CustomSpatialMappingGeneratorStage

Stage that finds spatial mappings given a accelerator, core allocation, interconnection pattern on the allocated core, layer. The spatial mappings are found using the interconnection pattern present on the core. The inner-most memory level served dimensions is used, as this is how the memories connect to the operational array.

GenerateCNWorkloadHybridStage

Stage that transforms the layer-by-layer workload into finer CN workload graph. Multiple modes are applicable through the cn_define_mode parameter in conjunction with the hint_loops parameter:

  1. hint_loops specifies the outer-cn loops based on which the layer will be split.

  2. hint_loops specifies the inner-cn loops. The outer-cn loops are all remaining loops.

  3. hint_loops specifies a nested list of loops. layer_cutoffs specifies until which layer index each list of outer-cn loops is applicable.

  4. hint_loops specifies the outer-cn loops. split_W_percentage specifies the maximal percentage the constant operands may occupy on the respective memories in the cores they can be allocated to. If multiple cores have a different constant operand memory capacity, the capacity is taken to be the smallest. If a layer has a larger footprint, it will be split in terms of output channels by appending the K loops to the hint_loops.

InterCoreMappingStage

Stage that finds the best inter-core mapping using a genetic algorithm. From the IntraCoreMappingStage we receive the node_hw_performances, containing for each node and its valid core allocations the best CME. We then initialize the genetic algorithm.

IntraCoreMappingStage

Stage that finds the optimal ZigZag CME for each valid node-core allocation. This is saved to a dictionary which is passed to the subsequent stages. The loop_ranges attribute op each CN determines the unique nodes to be evaluated.
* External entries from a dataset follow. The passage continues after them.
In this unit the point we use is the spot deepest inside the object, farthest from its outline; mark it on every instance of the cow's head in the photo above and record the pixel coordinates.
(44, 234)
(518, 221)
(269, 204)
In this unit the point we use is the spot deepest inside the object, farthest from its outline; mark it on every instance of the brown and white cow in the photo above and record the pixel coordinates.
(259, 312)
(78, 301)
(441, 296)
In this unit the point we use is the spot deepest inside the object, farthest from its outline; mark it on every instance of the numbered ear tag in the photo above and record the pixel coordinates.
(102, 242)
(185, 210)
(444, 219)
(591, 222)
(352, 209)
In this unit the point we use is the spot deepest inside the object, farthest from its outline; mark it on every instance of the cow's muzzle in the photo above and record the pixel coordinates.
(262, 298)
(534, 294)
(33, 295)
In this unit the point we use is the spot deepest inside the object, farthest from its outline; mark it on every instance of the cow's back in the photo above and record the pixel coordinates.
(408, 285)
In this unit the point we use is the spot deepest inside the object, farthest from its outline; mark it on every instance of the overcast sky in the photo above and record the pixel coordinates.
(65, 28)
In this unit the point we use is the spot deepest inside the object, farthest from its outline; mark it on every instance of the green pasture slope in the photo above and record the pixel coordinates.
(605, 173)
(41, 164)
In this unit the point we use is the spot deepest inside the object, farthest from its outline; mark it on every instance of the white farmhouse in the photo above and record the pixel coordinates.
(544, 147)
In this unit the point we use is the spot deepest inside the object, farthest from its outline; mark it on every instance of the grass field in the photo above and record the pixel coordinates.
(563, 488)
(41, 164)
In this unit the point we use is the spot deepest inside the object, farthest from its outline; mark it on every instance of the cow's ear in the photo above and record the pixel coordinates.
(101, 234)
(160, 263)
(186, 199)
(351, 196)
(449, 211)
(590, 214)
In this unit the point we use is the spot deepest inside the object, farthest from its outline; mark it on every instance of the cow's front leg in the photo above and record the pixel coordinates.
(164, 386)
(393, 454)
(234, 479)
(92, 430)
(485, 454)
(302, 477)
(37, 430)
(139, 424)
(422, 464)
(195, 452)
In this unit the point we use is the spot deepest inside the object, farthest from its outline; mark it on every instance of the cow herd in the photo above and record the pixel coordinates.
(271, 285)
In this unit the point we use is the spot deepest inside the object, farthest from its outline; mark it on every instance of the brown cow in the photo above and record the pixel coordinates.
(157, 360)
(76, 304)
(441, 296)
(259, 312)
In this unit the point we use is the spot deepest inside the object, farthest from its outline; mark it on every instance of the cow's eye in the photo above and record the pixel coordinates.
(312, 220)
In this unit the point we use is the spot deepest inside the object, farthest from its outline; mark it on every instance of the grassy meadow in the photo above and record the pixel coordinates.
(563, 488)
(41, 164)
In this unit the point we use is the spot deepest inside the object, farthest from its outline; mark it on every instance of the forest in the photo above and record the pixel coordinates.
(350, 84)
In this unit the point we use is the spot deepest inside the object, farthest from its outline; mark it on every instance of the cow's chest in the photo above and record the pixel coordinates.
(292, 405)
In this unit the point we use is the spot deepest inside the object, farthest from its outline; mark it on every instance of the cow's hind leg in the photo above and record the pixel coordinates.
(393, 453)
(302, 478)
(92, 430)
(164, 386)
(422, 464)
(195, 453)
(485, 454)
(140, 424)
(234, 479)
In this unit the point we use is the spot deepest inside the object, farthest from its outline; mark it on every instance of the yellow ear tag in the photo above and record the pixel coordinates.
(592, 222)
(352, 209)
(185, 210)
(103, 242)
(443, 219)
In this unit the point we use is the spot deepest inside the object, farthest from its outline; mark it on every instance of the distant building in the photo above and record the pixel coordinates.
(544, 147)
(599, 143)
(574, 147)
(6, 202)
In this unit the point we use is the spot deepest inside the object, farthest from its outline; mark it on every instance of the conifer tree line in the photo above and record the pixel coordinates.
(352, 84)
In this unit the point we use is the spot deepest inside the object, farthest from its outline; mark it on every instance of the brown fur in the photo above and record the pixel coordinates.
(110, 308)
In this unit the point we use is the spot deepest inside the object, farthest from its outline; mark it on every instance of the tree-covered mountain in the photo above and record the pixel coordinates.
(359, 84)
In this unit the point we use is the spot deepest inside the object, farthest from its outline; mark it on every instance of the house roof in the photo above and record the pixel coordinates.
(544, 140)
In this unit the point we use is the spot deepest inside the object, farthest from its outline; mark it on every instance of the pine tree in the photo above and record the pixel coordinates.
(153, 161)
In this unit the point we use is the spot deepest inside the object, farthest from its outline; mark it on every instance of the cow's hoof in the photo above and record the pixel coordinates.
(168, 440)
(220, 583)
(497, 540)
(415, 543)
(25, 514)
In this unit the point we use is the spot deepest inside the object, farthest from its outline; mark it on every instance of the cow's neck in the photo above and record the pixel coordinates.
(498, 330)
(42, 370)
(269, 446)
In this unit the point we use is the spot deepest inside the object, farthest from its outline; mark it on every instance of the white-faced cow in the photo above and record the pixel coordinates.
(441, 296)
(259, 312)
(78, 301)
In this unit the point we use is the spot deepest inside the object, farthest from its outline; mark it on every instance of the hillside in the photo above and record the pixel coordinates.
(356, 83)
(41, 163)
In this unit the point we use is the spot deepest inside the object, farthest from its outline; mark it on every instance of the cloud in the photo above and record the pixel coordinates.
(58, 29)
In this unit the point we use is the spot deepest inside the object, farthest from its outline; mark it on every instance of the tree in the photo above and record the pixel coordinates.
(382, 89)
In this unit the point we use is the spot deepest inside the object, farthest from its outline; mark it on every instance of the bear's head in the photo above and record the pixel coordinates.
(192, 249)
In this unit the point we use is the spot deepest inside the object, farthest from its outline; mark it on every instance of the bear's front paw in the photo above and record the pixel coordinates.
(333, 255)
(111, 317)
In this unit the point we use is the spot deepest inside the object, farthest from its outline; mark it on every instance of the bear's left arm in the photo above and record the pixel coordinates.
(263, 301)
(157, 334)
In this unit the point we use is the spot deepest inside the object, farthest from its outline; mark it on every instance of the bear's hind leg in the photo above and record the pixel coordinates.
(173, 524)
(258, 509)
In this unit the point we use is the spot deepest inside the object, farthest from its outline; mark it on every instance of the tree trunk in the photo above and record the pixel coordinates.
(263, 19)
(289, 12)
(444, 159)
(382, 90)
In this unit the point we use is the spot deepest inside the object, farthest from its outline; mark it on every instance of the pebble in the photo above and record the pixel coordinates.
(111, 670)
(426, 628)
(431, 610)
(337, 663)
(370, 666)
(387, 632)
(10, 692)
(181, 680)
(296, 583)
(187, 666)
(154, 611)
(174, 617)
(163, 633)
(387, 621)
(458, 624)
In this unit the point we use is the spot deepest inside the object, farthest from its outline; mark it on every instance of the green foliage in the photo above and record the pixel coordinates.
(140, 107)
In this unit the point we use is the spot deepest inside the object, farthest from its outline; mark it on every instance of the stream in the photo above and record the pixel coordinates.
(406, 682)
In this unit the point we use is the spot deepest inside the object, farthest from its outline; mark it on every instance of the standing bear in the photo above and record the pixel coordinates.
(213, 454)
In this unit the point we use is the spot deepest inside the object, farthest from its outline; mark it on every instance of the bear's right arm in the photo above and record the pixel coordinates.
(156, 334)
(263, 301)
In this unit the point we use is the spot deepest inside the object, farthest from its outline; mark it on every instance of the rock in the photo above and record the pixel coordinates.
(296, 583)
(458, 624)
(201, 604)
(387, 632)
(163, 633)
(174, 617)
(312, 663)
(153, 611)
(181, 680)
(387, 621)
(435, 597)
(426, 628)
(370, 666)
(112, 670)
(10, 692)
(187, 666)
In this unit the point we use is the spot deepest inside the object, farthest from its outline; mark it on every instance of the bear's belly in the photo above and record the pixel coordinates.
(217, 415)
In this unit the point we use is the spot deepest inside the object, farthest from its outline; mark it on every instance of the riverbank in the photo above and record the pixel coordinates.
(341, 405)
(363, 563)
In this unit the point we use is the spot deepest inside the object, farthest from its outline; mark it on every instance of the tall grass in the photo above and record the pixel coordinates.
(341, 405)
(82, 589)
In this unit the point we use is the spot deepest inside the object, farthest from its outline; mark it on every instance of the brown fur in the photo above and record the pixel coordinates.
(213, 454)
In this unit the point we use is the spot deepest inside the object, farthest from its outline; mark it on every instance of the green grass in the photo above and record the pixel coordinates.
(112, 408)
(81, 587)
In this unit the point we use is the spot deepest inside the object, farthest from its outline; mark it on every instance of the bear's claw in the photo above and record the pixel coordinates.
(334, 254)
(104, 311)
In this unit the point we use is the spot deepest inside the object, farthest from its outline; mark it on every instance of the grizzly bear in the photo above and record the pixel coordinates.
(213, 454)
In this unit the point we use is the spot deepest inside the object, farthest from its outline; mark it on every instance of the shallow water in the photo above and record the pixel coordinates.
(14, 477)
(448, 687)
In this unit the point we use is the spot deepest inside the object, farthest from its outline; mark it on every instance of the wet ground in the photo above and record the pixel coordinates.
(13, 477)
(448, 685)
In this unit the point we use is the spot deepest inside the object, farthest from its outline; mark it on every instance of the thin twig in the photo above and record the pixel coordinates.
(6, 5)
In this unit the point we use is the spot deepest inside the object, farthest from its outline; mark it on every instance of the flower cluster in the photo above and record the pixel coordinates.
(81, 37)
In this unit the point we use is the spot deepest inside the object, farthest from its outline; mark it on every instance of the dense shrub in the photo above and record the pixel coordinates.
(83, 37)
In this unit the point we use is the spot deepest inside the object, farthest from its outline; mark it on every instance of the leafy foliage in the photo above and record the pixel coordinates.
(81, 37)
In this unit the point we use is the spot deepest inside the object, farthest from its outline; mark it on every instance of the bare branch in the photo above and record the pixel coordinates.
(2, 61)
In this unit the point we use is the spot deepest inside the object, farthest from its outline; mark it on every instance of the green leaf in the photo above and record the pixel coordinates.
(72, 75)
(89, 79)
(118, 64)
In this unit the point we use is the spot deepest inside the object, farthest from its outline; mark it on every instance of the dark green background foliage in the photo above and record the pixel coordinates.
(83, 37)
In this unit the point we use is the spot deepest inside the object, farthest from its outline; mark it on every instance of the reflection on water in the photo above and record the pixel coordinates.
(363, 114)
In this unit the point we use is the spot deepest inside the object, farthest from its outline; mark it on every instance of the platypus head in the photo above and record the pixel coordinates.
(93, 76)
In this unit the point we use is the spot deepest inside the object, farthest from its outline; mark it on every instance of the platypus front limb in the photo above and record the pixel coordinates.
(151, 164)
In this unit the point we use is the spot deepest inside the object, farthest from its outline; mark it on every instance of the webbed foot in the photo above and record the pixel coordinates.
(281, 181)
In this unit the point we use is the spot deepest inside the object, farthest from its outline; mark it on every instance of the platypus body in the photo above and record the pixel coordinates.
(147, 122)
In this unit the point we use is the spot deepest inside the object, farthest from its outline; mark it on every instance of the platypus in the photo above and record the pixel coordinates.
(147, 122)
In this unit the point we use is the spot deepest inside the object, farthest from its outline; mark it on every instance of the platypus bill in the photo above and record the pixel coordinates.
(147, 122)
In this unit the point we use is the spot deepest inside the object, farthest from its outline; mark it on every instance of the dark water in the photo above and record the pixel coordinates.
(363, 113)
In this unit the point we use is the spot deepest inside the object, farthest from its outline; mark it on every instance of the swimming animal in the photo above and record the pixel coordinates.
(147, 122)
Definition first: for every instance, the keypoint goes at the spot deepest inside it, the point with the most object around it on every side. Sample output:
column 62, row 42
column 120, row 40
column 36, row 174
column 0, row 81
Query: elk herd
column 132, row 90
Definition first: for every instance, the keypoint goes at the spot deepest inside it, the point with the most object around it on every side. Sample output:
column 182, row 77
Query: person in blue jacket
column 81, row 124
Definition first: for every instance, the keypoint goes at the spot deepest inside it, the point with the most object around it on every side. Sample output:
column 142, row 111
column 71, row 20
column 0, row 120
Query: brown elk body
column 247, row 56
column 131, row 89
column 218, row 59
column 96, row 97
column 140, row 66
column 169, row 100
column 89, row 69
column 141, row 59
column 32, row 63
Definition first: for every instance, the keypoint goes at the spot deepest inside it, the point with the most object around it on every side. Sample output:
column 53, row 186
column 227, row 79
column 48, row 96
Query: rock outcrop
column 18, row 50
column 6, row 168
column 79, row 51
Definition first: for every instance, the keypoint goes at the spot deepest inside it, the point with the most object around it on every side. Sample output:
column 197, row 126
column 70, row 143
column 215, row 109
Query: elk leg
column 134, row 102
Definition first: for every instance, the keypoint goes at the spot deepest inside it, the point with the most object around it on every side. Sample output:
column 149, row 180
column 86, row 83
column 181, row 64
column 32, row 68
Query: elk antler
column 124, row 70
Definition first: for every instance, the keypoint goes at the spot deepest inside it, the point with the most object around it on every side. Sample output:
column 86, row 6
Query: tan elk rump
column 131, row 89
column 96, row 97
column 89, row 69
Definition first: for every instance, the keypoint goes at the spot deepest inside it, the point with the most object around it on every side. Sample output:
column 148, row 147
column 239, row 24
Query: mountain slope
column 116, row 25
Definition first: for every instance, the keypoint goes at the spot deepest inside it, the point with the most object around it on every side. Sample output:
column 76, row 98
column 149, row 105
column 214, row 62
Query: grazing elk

If two nodes have a difference in loop_ranges in a dimension that is relevant for the constant operands of the node, e.g. the K loop in a traditoinal convolutional layer, the node is assigned to a different group which will be allocated separately in the InterCoreMappingStage.

ONNXModelParserStage

Stage that parses the input workload residing in accelerator_path. The “workload” dict is converted to a NetworkX graph.

Besides these stages, the implemented stages from the ZigZag framework can be used as well.

Creating your custom stage

Let’s say you are not interested in saving the CME with minimal energy, but want to save based on another metric provided by the CME, or you want to define a new temporal mapping generator stage, you can easily create a custom stage. The easiest way is copying an existing stage class definition, and modifying it according to your intended behaviour. To guarantee correctness, following aspects have to be taken into account when creating a custom stage:

  • It must inherit from the abstract Stage class.

  • It must create its substage as the first element of the list of callables, with the remaining list as its first argument, and **kwargs as the second argument. These kwargs can be updated to change e.g. the accelerator, spatial mapping, temporal mapping, etc.

  • It must iterate over the different (CME, extra_info) tuples yielded by the substage.run() call in a for loop.

  • If the stage is a reduction (like e.g. the MinimalLatencyStage), its yield statement must be outside the for loop which iterates over the returned (CME, extra_info) tuples, where some processing happens inside the for loop.